Daarnaast vraagt de ambassadeur HHM een gunstig besluit te nemen op het rekest van
Michiel de Haze c.s., kooplieden te Calais, waarin zij verzoeken om de
teruggave van het schip De Witte Duive.
Dit
schip was eerder op zee veroverd en in
Duinkerke
geconfisqueerd, alwaar het door de supplianten via de
gebruikelijke
procedure in het openbaar was gekocht. Zij hebben
Jan Smaert
als
schipper aangesteld en hem uitgereed voor een reis naar
Setubal om
zout, dat in een doorgaande reis naar
Boulogne-sur-Mer
of
Calais gebracht moest worden. Op de terugreis
werd
het
echter door staatse oorlogsschepen aangehaald en te
Amsterdam opgebracht. De ambassadeur vraagt HHM
om vaste richtlijnen in
dergelijk zaken, waarin de Fransen zich zullen kunnen vinden.
Hijzelf
hoopt daarmee ontheven te worden
van
de vele verzoeken aan HHM en wil de Fransen de zekerheid geven dat
ze
vrij en zonder enige belemmering met
de
schepen die ze in de havens van
Vlaanderen gekocht
hebben, overal kunnen handelen volgens de vastgelegde rechten.

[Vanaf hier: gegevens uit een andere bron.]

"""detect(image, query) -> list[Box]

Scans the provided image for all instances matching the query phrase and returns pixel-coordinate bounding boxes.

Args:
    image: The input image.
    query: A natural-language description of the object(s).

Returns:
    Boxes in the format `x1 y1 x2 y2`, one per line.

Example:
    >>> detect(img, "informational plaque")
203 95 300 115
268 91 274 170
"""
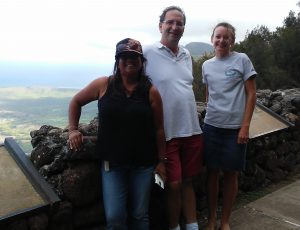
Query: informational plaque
0 138 59 224
249 103 293 139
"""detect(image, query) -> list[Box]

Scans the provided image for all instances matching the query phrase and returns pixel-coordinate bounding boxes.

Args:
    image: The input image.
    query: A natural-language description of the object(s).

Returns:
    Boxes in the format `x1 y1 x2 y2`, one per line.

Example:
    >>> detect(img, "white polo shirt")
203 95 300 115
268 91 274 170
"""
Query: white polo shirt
143 42 202 141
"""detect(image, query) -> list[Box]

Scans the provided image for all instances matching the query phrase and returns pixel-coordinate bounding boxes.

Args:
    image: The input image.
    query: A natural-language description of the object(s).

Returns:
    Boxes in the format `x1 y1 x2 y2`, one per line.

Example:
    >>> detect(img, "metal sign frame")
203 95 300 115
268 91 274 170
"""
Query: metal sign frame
249 102 294 139
0 137 60 226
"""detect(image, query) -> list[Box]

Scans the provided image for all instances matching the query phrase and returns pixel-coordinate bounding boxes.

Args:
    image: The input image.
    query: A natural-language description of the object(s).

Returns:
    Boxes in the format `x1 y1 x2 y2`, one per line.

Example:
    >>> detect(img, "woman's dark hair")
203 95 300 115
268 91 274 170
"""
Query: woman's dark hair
110 56 152 96
159 6 186 25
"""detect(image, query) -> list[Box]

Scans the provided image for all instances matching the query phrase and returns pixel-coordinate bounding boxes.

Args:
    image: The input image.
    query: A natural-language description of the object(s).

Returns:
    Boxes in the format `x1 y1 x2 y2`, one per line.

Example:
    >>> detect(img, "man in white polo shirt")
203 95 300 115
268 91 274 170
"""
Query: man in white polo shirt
144 6 203 230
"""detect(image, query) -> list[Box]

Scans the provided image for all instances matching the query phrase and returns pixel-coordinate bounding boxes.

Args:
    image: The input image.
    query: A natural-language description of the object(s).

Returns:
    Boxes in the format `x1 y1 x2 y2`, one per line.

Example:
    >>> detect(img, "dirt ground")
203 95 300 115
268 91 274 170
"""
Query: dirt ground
197 165 300 229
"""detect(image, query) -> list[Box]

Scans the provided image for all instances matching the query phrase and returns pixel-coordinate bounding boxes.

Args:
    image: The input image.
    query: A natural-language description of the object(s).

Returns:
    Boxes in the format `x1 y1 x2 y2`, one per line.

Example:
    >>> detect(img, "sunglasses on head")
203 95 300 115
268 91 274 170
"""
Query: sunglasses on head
119 52 141 59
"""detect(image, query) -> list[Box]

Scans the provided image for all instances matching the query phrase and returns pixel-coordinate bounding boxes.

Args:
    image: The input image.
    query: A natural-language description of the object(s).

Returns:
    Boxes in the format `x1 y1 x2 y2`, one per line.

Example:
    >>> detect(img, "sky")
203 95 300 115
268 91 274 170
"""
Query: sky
0 0 300 87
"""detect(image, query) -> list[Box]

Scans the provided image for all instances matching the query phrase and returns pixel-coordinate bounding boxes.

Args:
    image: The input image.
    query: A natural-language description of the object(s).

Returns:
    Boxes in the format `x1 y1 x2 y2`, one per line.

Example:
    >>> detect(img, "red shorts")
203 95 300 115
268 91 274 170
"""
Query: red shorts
166 135 203 182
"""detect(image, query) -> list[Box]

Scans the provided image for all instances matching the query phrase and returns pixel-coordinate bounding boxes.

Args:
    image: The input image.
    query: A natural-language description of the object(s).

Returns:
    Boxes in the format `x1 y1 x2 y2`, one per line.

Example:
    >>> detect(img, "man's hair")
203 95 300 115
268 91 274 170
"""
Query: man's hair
159 6 186 25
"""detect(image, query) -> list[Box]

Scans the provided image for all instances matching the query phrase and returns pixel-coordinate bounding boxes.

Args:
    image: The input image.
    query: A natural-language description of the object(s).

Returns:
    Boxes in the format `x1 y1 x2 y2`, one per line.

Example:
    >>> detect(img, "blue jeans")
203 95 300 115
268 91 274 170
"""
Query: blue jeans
101 166 154 230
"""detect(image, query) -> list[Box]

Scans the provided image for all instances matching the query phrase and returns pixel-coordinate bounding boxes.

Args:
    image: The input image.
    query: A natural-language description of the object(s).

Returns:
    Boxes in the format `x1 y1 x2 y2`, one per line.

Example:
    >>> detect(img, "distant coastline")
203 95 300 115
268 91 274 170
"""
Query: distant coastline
0 86 97 154
0 61 113 89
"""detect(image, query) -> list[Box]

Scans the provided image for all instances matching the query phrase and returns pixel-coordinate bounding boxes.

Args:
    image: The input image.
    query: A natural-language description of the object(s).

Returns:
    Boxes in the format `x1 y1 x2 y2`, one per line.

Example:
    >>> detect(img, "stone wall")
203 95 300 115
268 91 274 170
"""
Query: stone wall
1 89 300 230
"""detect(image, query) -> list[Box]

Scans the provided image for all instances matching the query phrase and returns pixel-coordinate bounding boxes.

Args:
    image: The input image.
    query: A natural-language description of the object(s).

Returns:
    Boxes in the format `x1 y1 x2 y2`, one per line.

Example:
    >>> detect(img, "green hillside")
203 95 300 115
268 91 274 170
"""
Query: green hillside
0 87 97 153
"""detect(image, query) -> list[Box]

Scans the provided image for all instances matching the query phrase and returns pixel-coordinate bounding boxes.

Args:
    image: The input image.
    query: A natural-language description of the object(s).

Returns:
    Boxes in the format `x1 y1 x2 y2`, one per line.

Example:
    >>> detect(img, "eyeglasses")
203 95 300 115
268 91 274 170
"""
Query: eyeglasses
163 20 184 28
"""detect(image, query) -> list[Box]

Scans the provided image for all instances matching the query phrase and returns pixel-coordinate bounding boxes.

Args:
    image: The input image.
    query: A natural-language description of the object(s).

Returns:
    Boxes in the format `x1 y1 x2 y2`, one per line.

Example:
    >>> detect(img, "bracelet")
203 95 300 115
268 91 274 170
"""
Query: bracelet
159 157 168 163
68 125 78 131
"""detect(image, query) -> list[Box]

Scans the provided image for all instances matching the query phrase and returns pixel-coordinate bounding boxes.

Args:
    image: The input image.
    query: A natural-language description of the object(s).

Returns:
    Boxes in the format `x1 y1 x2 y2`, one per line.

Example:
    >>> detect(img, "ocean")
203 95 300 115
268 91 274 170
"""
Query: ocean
0 61 113 89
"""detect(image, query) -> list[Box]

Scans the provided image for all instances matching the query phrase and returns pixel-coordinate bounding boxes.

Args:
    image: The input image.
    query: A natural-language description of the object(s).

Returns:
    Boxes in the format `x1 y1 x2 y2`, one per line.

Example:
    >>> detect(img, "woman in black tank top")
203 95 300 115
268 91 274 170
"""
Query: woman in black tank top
69 38 166 230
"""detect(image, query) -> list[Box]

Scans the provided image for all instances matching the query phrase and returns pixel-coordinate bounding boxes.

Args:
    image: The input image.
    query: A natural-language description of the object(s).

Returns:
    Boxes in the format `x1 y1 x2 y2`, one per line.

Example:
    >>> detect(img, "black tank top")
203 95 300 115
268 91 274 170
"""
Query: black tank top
97 77 158 166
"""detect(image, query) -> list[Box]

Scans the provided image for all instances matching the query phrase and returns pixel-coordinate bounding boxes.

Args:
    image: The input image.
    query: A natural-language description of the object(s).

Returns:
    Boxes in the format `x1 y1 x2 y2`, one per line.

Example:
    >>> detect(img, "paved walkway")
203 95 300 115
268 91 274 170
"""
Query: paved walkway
230 180 300 230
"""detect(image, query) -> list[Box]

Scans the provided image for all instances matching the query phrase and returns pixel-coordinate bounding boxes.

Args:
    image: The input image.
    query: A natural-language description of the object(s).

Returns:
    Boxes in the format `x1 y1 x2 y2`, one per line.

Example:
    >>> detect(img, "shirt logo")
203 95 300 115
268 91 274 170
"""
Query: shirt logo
225 67 241 77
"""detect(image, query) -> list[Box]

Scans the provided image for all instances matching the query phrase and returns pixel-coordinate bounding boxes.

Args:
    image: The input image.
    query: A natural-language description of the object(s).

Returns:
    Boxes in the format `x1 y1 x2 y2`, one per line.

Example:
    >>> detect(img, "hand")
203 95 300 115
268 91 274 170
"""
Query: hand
238 126 249 144
154 162 167 182
68 130 83 152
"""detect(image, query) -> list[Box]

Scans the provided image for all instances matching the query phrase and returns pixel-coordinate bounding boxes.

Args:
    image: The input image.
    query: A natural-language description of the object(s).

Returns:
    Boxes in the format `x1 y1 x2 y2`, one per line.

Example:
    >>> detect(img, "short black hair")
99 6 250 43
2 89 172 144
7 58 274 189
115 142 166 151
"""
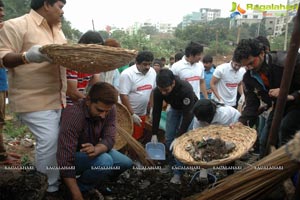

HHM stuurt dit rekest door naar de
Admiraliteit te Amsterdam
om het te onderzoeken en de betrokken partijen te horen. Zij vragen de Admiraliteit haar bevindingen zo snel mogelijk bekend te maken, zodat een besluit kan worden genomen.
16
HHM horen het rapport van
Bruninxs en
Aelbertsz. en (niet
aanwezig)
thesaurier-generaal
Van Goch over
Joost Brassers
declaratie d.d. 2 maart van
rente,
opgeld, verliezen
en
andere onkosten.
Een beslissing wordt uitgesteld.
17
HHM lezen het advies van de RvS d.d. 23 mei op een brief d.d. 17 april van de
Admiraliteit te Dokkum, waarin HHM op de hoogte gebracht werden van de arrestatie
van kapitein
Du Mortier met zijn
volk. Deze voerde uit naam van
de
koning van Denemarken en in
opdracht van
commissaris
Tipotius
onrechtmatig inspecties en aanhoudingen van Nederlandse schepen
uit.
HHM zullen de Admiraliteit terugschrijven dat dergelijke overlast niet alleen nadelig is voor het land, maar tevens de soevereiniteit van de Republiek aantast. Daarom zullen zij kapitein Du Mortier moeten vervolgen vanwege overtredingen tegen het Zeerecht. Tevens
zullen ze de magistraat van
Emden schrijven om niet toe te staan dat aldaar schepen worden
verhuurd en uitgerust
voor
dergelijke strooptochten en om de opslag en verkoop van op die
manier verkregen goederen voortaan te beletten. Ten slotte
verzoeken
HHM de koning van Denemarken om commissaris Tipotius en anderen
niet
meer van dergelijke
opdrachten te laten geven en een einde te maken aan het
onrechtmatig
optreden tegenover Nederlandse schepen.
HHM
zijn ontstemd over deze gang van zaken.